By JOHN KANELIS / firstname.lastname@example.org
Someone needs to explain something to me.
Congressional Republicans saw no problem with running up a federal budget deficit when a president of their own party pitched a massive tax cut that would necessarily run that deficit into the stratosphere.
Now their guy has lost an election and the new president, Joe Biden, wants to enact a hefty package aimed at providing relief to Americans suffering from the COVID pandemic.
Republicans’ response? No can do, they say, because it would — get set for it — run up the deficit!
OK, so why is it that one deficit-explosion notion is OK but another one that would cost a huge sum of money to help Americans is not OK? What gives?
I know the answer. It’s politics. That’s all it is.
Yet there can be little doubt we’re going to hear the GOP blame Democrats for “playing politics” with COVID relief. It’s their mantra. Their siren song.

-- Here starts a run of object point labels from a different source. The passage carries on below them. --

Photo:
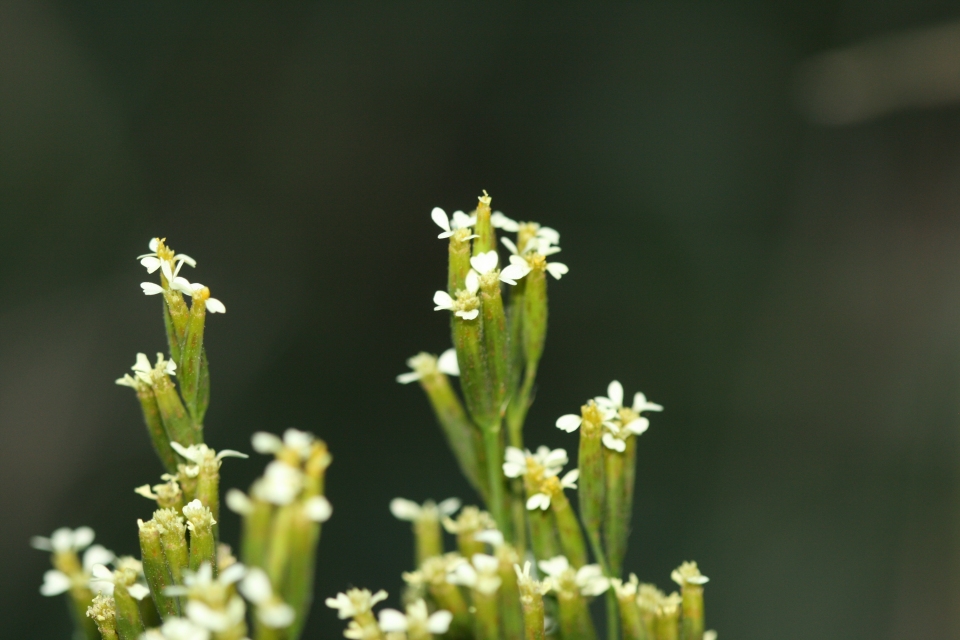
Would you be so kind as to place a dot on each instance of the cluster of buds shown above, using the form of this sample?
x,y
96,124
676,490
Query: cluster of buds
x,y
186,584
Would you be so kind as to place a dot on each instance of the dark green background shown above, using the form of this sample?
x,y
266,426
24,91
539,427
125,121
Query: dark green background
x,y
788,292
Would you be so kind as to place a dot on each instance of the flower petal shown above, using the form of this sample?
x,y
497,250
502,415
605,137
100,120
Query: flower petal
x,y
569,423
447,363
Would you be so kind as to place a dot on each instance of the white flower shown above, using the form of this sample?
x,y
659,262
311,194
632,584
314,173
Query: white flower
x,y
64,540
280,483
238,502
481,573
177,629
318,509
466,303
300,442
426,364
191,289
569,423
460,221
271,611
688,573
416,620
500,221
517,268
403,509
355,602
588,579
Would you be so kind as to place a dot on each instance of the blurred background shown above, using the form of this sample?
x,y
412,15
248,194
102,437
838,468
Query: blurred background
x,y
759,204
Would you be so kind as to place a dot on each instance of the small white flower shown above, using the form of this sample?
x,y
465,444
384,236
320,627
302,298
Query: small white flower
x,y
466,303
569,423
238,502
460,221
178,629
403,509
481,573
415,620
64,539
318,509
279,485
354,602
500,221
426,364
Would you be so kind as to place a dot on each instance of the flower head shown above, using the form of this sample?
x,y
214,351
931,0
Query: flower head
x,y
424,365
450,227
355,602
403,509
417,620
466,305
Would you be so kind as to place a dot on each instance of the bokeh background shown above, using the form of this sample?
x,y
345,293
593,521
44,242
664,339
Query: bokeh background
x,y
769,249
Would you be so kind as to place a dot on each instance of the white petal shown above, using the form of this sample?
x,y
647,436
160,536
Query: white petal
x,y
152,263
439,623
447,363
138,591
443,301
439,217
500,221
97,554
472,281
638,426
549,234
255,586
569,481
408,377
215,306
449,506
403,509
276,615
41,543
182,257
569,423
615,393
485,262
392,620
318,509
54,583
554,566
557,269
612,442
266,443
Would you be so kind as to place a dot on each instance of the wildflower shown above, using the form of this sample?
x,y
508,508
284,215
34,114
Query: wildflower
x,y
460,221
409,510
128,571
426,364
280,483
299,442
541,500
417,621
588,580
355,602
548,461
271,611
480,574
466,304
177,629
500,221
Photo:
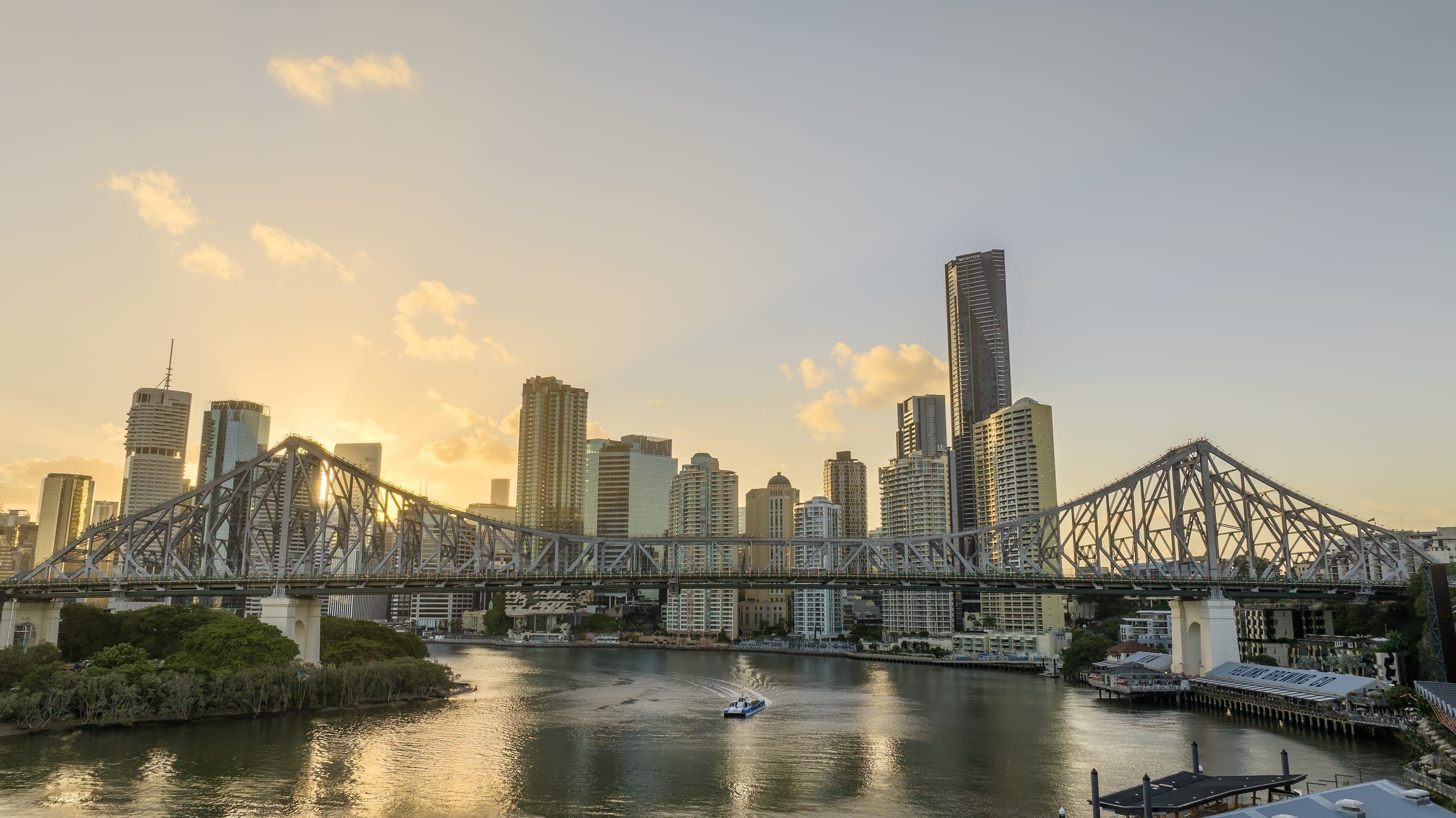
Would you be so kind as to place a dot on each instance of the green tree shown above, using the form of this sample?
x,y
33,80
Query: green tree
x,y
496,622
232,644
117,655
86,629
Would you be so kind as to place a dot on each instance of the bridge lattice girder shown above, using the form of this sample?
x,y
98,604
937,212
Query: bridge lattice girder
x,y
299,517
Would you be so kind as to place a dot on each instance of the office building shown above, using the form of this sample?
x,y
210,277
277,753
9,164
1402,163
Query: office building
x,y
817,614
1015,472
64,513
551,487
703,503
371,459
980,361
845,481
921,424
768,516
156,441
105,510
915,501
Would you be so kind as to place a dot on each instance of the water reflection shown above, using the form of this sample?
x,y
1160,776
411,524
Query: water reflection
x,y
555,732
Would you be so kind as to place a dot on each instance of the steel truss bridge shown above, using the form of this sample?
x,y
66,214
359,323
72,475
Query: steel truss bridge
x,y
300,522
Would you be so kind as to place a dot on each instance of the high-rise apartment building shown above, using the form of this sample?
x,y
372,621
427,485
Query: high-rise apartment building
x,y
980,361
628,483
703,503
921,424
845,481
156,441
234,433
551,483
369,457
915,500
1015,472
817,614
64,513
768,516
105,510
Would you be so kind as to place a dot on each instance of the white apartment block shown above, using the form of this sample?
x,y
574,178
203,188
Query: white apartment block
x,y
817,614
915,500
156,441
703,503
1017,475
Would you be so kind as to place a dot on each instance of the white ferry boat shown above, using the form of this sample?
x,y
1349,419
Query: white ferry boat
x,y
743,708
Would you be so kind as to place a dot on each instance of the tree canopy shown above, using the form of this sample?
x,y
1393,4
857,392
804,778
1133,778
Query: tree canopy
x,y
232,644
343,641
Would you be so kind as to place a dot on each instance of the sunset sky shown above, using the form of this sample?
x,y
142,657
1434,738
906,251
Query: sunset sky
x,y
729,223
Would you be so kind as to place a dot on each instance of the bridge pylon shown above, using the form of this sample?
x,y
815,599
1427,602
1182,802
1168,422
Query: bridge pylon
x,y
299,619
1204,635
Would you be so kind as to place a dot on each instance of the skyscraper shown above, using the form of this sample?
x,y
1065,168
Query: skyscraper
x,y
1015,476
703,503
551,482
234,433
64,513
371,457
629,483
845,487
156,440
915,500
768,516
921,424
817,614
980,360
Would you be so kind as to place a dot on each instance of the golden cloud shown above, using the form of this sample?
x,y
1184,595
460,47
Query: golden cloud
x,y
287,251
315,81
159,200
207,260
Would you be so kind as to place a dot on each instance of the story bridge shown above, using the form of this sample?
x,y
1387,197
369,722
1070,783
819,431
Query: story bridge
x,y
299,523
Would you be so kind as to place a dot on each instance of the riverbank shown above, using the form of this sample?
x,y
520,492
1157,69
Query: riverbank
x,y
862,657
63,725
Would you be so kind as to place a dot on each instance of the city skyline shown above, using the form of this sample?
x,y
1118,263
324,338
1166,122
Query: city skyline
x,y
1114,255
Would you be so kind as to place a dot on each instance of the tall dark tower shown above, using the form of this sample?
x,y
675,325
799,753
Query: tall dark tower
x,y
980,360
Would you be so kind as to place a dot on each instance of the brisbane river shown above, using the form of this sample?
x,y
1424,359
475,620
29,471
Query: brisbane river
x,y
581,731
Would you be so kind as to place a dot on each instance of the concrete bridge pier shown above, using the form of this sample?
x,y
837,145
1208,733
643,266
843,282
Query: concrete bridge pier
x,y
29,622
300,619
1204,635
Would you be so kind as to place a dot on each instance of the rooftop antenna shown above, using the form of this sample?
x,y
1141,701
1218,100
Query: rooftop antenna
x,y
166,382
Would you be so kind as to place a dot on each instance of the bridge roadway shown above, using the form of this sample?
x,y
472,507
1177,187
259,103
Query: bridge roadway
x,y
493,581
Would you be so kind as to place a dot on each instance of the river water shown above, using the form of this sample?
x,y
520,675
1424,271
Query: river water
x,y
580,731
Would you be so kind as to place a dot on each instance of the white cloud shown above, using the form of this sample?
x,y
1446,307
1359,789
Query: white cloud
x,y
159,200
436,299
207,260
21,479
287,251
462,415
478,449
819,415
366,431
313,81
887,376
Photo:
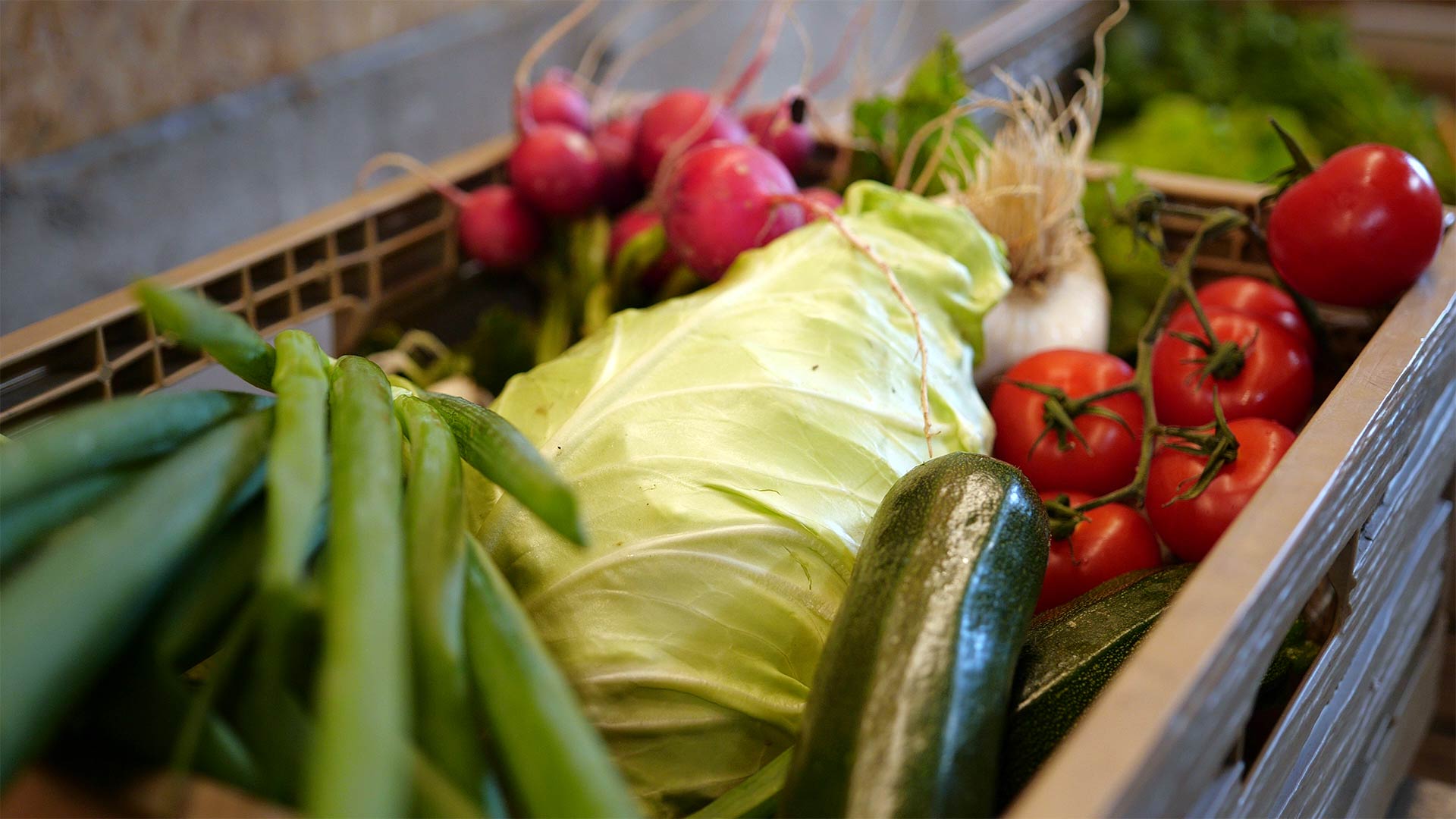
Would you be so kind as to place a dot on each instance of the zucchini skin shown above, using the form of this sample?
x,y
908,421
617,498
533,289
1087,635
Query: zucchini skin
x,y
910,698
1069,656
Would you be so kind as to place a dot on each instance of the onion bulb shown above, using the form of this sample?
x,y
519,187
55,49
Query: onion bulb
x,y
1025,187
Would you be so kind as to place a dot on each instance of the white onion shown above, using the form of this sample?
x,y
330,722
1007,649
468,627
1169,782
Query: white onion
x,y
1068,309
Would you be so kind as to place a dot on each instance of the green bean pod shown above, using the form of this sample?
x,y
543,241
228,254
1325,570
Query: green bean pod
x,y
67,611
554,760
101,436
206,325
500,452
360,763
297,461
31,519
435,537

President Biden is pitching a $1.9 trillion package that includes a $1,400 payment to Americans who qualify for it. It also expedites delivery of vaccines to states. Its aim is to jumpstart the economy while seeking to turn the tide against the pandemic. Does it spend more money that the government does not have on hand? Yes.
Let’s look back briefly. Joe Biden became vice president in 2009 as the national economy was in free fall. He and President Obama came up with a massive relief program that bailed out the auto industry and helped shore up a collapsing financial industry. It, too, boosted the deficit.
What happened next? The economy revived. More Americans went to work. The deficit that skyrocketed began to recede. By the time the Obama-Biden administration handed it over to the Donald Trump, the deficit had been pared to less than half of what it was when Obama took office in 2009.
I will await an explanation for why congressional Republicans suddenly have resorted to their game of fear about bold initiatives.